We introduced our CEO Communication Summit back in December—a simpler time. Through original research, expert commentary and candid conversation, we were going to seek fresh answers to an old question: Should CEOs use their power and platform to do more than market their company and protect their industry? And if so, how should they go about it?
Now that old question has turned into a new tire fire, with no sign of stopping. And our June 13-14 meeting in Montreal as gone from relevant to urgent.
Many CEOs are in trouble every day, and it’s a kind of trouble that won’t go away. On the U.S. Muslim travel ban and myriad other questions arising daily from declarations and policy changes from the Trump admnistration, CEOs are damned if they do, damned if they don’t. Employees, suppliers, distributors, customers and investors have conflicting demands, offered in the strongest terms.
“Boycott Culture Forces CEOs to Walk Tightrope in Trump Era,” says the Bloomberg News story, which quotes Weber Shandwick’s Micho Spring, summing up the situation: “Consumers are holding brands accountable as though they were political candidates, and they’re voting again and again.”
And if CEOs wake up every morning on the horns of a new dilemma, so do the communication execs who support them. I personally spoke with a Trump-loathing executive communication director who was nevertheless frustrated with her CEO for saying something mildly sympathetic to employees freaked out by the travel ban. Why? Because the comment caused untold trouble and immediate revenue loss for the organization, some of whose business partners didn't appreciate it.
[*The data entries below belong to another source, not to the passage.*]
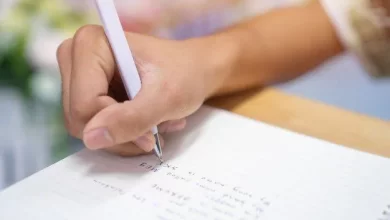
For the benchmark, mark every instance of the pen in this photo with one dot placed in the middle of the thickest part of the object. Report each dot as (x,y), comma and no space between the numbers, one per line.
(123,56)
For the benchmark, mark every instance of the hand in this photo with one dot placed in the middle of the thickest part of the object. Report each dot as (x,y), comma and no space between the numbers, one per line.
(175,82)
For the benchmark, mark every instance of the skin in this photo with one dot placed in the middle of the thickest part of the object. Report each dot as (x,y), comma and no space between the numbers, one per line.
(178,76)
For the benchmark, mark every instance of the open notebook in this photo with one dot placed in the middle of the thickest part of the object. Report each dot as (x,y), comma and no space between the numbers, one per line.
(223,166)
In this climate, CEOs and leadership communication professionals have two choices:
Under the opposing pressures of political turmoil, they can turn slowly to stone.
Or, they can realize that everything has changed, from one circumstance to another. CEOs are now denied the artificial corporate possibility of pleasing most of the people most of the time by saying very little, as blandly as possible. They have been delivered to the more common human requirement of stating their position as carefully and strategically and clearly as they can, knowing they will offend some and please others, and letting the wood chips fall where they may.
You know, like leaders do. And writers. And moms and dads, for that matter.
All those kinds of people are gathering at the CEO Communication Summit in Montreal to build strategic positions, and make the means to describe them. Register now to get a seat before they run out.
When I lived in Arkansas, I learned that tire fire is pronounced “tar far.” Except that each of those two words contained 1.5 syllables.